The best episodes of Girls take the ladies in question out of their element and see how they react to a new environment. Last season's "One Man's Trash" – where Hannah spent a weekend in the luxurious home of a handsome doctor – has a lot in common with last night's episode, which sees the girls on vacation in the Hamptons. They're there to recharge as a friend group – a construct that Marnie dreams to life, in an effort to salvage their crumbling relationships. It doesn't take long, however, for that plan to foil, and the re-arrival of Elijah doesn't help.

Hannah runs into Elijah downtown while the girls are picking up supplies for the weekend and invites him and his friends (and new boyfriend) back to the house. Considering Elijah is one of the main reasons Marnie and Hannah had a brief falling out, it's obvious why Marnie is none too thrilled about their expansion of guests. She gets over it eventually, and the group has a lot of fun drinking and swimming and catching up. They even learn a dance routine from Elijah's choreographer friend. But even Hannah and Marnie's drunken heart to heart can't stitch up the binds that have been unfurling for so long, and by the time dinner rolls around – and Hannah refuses to kick out the boys, for whom there's not enough food – s*** really hits the fan.

Leave it to Shoshanna to break the tension with a cutting knife, and unleash the flood of argument that makes up most of the final act. Suddenly, every horrible thing the four of them have been sitting on is brought to the table and they explode in a string of condensation and animosity. "You treat me like a f***ing cab driver, seriously, you have entire conversations in front of me like I'm invisible," says Shosh, before declaring she doesn't want to spend time with any of them any more. Marnie and Hannah also get venomous, while Jessa tries to settle things down. Eventually, they all storm off to bed.

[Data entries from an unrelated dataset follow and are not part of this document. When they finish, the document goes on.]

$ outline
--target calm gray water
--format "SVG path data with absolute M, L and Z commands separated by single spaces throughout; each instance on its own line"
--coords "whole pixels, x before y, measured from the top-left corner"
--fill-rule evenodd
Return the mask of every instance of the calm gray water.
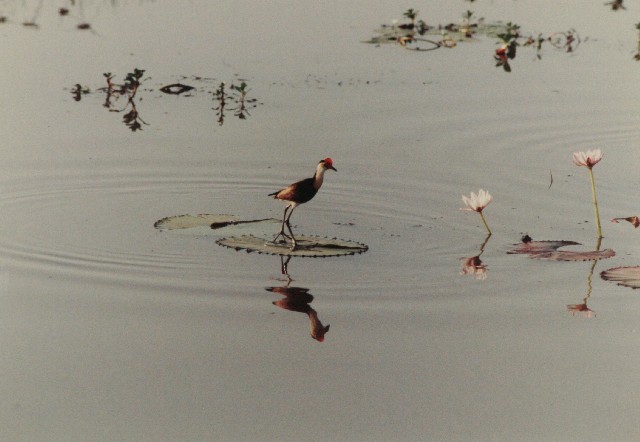
M 640 298 L 599 277 L 640 265 L 637 231 L 608 221 L 640 214 L 637 4 L 76 3 L 61 17 L 0 2 L 0 439 L 640 438 Z M 408 7 L 429 24 L 472 9 L 527 35 L 575 28 L 582 43 L 541 60 L 521 47 L 510 74 L 491 38 L 362 43 Z M 136 132 L 98 91 L 134 68 Z M 219 125 L 216 89 L 242 81 L 256 106 Z M 176 82 L 196 89 L 159 91 Z M 79 102 L 76 84 L 91 90 Z M 595 247 L 588 173 L 571 161 L 592 148 L 616 256 L 507 255 L 524 233 Z M 294 228 L 363 255 L 294 258 L 287 282 L 277 256 L 153 227 L 278 218 L 266 195 L 327 156 L 339 172 Z M 460 274 L 486 238 L 459 210 L 479 188 L 494 197 L 484 280 Z M 322 343 L 305 311 L 273 304 L 296 287 L 330 324 Z M 587 294 L 595 316 L 572 315 Z

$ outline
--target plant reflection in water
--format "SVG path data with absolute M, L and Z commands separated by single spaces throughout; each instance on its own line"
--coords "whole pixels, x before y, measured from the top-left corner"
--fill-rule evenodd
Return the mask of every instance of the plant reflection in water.
M 476 256 L 471 256 L 469 258 L 460 258 L 461 262 L 461 275 L 473 275 L 473 277 L 477 280 L 484 281 L 487 279 L 487 265 L 482 263 L 480 259 L 480 255 L 484 253 L 484 247 L 489 242 L 489 238 L 491 238 L 491 234 L 488 234 L 485 238 L 484 242 L 480 246 L 480 253 Z
M 601 242 L 602 242 L 602 238 L 598 238 L 598 242 L 596 244 L 596 251 L 600 250 Z M 592 284 L 593 272 L 596 268 L 597 263 L 598 263 L 598 260 L 594 259 L 593 263 L 591 264 L 591 269 L 589 270 L 589 275 L 587 276 L 587 293 L 582 299 L 582 303 L 567 305 L 567 311 L 571 312 L 573 316 L 575 316 L 576 313 L 578 313 L 586 318 L 596 317 L 596 313 L 587 306 L 587 300 L 591 297 L 591 291 L 593 290 L 593 284 Z
M 309 329 L 311 337 L 318 342 L 324 341 L 324 335 L 329 331 L 329 325 L 323 325 L 318 318 L 318 313 L 311 308 L 309 304 L 313 301 L 313 296 L 309 293 L 309 289 L 304 287 L 291 287 L 293 279 L 289 276 L 288 265 L 291 256 L 280 256 L 281 273 L 284 275 L 281 287 L 267 287 L 265 290 L 284 296 L 278 301 L 274 301 L 273 305 L 292 312 L 304 313 L 309 317 Z
M 124 112 L 129 110 L 123 115 L 122 121 L 132 132 L 142 129 L 142 124 L 148 126 L 148 124 L 140 117 L 138 109 L 136 108 L 135 97 L 138 93 L 138 88 L 141 84 L 141 78 L 144 75 L 143 69 L 134 69 L 133 72 L 127 74 L 123 84 L 115 84 L 113 82 L 114 75 L 110 72 L 103 74 L 107 80 L 107 87 L 100 89 L 106 92 L 104 107 L 109 109 L 109 112 Z M 114 109 L 112 100 L 118 100 L 121 96 L 127 97 L 127 103 L 122 109 Z

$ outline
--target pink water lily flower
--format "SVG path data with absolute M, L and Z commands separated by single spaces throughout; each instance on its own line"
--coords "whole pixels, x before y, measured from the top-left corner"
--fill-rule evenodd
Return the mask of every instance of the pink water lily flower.
M 478 212 L 480 214 L 480 218 L 482 218 L 482 224 L 484 224 L 485 229 L 487 229 L 487 233 L 491 235 L 491 229 L 487 224 L 487 220 L 484 219 L 484 215 L 482 211 L 485 207 L 489 205 L 489 203 L 493 200 L 493 197 L 489 195 L 489 192 L 486 190 L 480 189 L 478 194 L 471 192 L 471 196 L 467 197 L 462 195 L 462 201 L 466 204 L 466 208 L 460 210 L 469 210 L 471 212 Z
M 602 159 L 602 151 L 600 149 L 588 150 L 586 152 L 574 152 L 573 162 L 576 166 L 586 166 L 591 169 Z
M 589 177 L 591 178 L 591 194 L 593 196 L 593 208 L 596 212 L 596 229 L 598 231 L 598 238 L 602 238 L 602 226 L 600 225 L 600 212 L 598 211 L 598 198 L 596 197 L 596 180 L 593 177 L 593 166 L 598 164 L 601 159 L 602 151 L 600 149 L 573 153 L 573 163 L 576 166 L 586 166 L 587 169 L 589 169 Z
M 471 197 L 462 195 L 462 201 L 467 205 L 466 208 L 460 210 L 471 210 L 474 212 L 482 212 L 489 205 L 493 197 L 486 190 L 480 189 L 478 194 L 471 192 Z

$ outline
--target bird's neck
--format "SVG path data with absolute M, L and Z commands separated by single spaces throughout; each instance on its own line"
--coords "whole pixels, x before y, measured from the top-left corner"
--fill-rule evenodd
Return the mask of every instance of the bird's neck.
M 316 168 L 316 174 L 313 176 L 313 187 L 318 190 L 320 186 L 322 186 L 322 181 L 324 180 L 324 173 L 327 169 L 322 167 L 322 164 L 318 164 Z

What makes this episode great are the moments that come next. The girls (and boys, who all stayed over, too, witnesses to the horror show that unfolded in the living room) slowly start to wake up and head to the kitchen to clean, where they do just that – in total silence. Later, as they wait for their bus, still quiet, they slowly start miming the dance moves that they learned the night before, and the episode ends with them laughing again. It's a moment that perfectly captures the sometimes ugly reality of female friendship – all tension and gristle on the outside, but tender and understanding underneath. It's like they're saying to us, the audience, "we're gonna be ok." I don't know if I believe them, but I'm glad to see them happy again – even if it's temporary.